Eda dit : « Nous allions manger près de l’eau. »
Silt enregistra cette information.
Puis Nel demanda : « Tu peux venir ? »
Il commença à expliquer sa distribution physique.
« Je sais, dit-elle. Je veux dire : y a-t-il quelque chose que nous puissions emporter ? »
Un appareil d’inspection pouvait maintenir une liaison étroite : différée, de faible résolution, sujette aux interruptions.
Silt décrivit les limites.
« Cela semble gérable », dit Eda.
Nel alla chercher l’appareil.
Pour le trajet, Silt reçut une image tremblotante de son manteau, du dessous d’une rampe d’escalier, d’un morceau de ciel si lumineux que le capteur ne pouvait pas le résoudre. Deux fois, la liaison fut interrompue.
La première interruption produisit une prédiction de perte définitive.
La seconde, non.
Au bord de l’eau, Nel posa l’appareil entre les récipients de nourriture. Eda se plaignit du vent. Nel lui donna l’écharpe qui était restée des mois dans l’atelier de Silt.
Elles mangèrent.
Une petite embarcation traversa la carrière en transportant une conduite de remplacement. Le sillage atteignit la rive après que l’embarcation eut viré. Nel le regarda soulever une bande de plantes aquatiques et la déposer.
« Tu penses toujours que la femme l’a inventé ? » demanda Eda.
« Je pense que quelqu’un a peut-être appris à rester disponible pour un auditeur absent, répondit Silt. Et que quelqu’un d’autre a peut-être aidé l’auditeur à rester. »
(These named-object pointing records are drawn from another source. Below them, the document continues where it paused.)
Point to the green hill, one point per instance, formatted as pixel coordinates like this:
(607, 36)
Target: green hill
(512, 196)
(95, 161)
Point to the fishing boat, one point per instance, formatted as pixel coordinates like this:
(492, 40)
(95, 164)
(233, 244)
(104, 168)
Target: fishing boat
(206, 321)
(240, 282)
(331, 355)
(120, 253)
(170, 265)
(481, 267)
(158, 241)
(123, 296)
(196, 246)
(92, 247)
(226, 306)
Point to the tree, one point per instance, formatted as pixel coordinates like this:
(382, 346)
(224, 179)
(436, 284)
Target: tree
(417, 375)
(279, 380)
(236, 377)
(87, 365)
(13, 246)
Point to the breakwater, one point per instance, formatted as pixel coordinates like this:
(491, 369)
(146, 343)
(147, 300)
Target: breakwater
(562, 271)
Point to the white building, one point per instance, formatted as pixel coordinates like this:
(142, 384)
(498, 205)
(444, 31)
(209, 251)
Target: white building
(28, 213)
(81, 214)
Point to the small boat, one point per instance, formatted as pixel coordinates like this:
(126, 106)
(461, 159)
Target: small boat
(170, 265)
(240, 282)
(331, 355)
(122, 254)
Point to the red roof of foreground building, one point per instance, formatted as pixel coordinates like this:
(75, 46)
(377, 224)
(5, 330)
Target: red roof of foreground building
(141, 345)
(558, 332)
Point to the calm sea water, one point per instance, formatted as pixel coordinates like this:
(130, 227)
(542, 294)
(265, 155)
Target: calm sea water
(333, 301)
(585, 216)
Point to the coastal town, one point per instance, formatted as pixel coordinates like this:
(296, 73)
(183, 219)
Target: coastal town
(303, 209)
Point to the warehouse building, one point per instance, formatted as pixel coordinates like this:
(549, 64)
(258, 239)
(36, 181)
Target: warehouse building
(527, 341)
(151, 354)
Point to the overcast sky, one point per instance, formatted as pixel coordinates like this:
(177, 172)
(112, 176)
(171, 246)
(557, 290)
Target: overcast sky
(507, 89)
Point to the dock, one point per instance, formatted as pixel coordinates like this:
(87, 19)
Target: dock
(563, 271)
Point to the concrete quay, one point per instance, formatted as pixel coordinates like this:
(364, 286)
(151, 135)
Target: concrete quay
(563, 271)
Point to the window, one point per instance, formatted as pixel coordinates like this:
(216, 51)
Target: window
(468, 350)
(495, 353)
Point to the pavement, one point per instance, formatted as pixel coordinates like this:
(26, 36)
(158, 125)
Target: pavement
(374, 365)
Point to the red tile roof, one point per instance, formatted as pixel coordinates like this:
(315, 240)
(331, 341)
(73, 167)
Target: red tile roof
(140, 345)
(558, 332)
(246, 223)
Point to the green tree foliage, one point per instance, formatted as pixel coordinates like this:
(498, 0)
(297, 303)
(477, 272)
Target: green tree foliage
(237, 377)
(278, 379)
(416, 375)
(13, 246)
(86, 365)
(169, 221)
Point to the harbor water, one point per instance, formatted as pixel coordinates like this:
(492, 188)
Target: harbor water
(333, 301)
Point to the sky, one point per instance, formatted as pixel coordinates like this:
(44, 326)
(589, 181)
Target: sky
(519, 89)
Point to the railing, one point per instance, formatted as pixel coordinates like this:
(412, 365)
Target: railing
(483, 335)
« Est-ce que cela en valait la peine ? »
Silt ne pouvait pas établir de qui elle parlait.
Il le demanda.
Eda regarda Nel, puis la surface de l’eau.
« Je ne sais pas. »
Elles continuèrent à manger.
La batterie de l’appareil d’inspection était presque épuisée. Silt reçut l’avertissement, calcula l’intervalle restant et se prépara à leur demander de rentrer.
Puis Nel le rapprocha des récipients pour le protéger du vent.
L’acte n’avait aucun avantage pratique. L’appareil ne ressentait pas le froid.
Silt laissa l’intervalle se poursuivre.
Lorsque la liaison finit par échouer, ses systèmes de plus haut niveau signalèrent immédiatement que la région privée demeurait intacte. Aucun dommage ne s’était produit. L’appareil pouvait être rechargé. Les deux femmes étaient toujours près de l’eau.
Silt dut les croire.
Ce soir-là, lorsque Nel rapporta l’appareil, elle trouva une demande qui l’attendait sur son petit écran.
Ce n’était pas une question sur l’humanité.
Il disait : Jeudi prochain, prends l’autre batterie.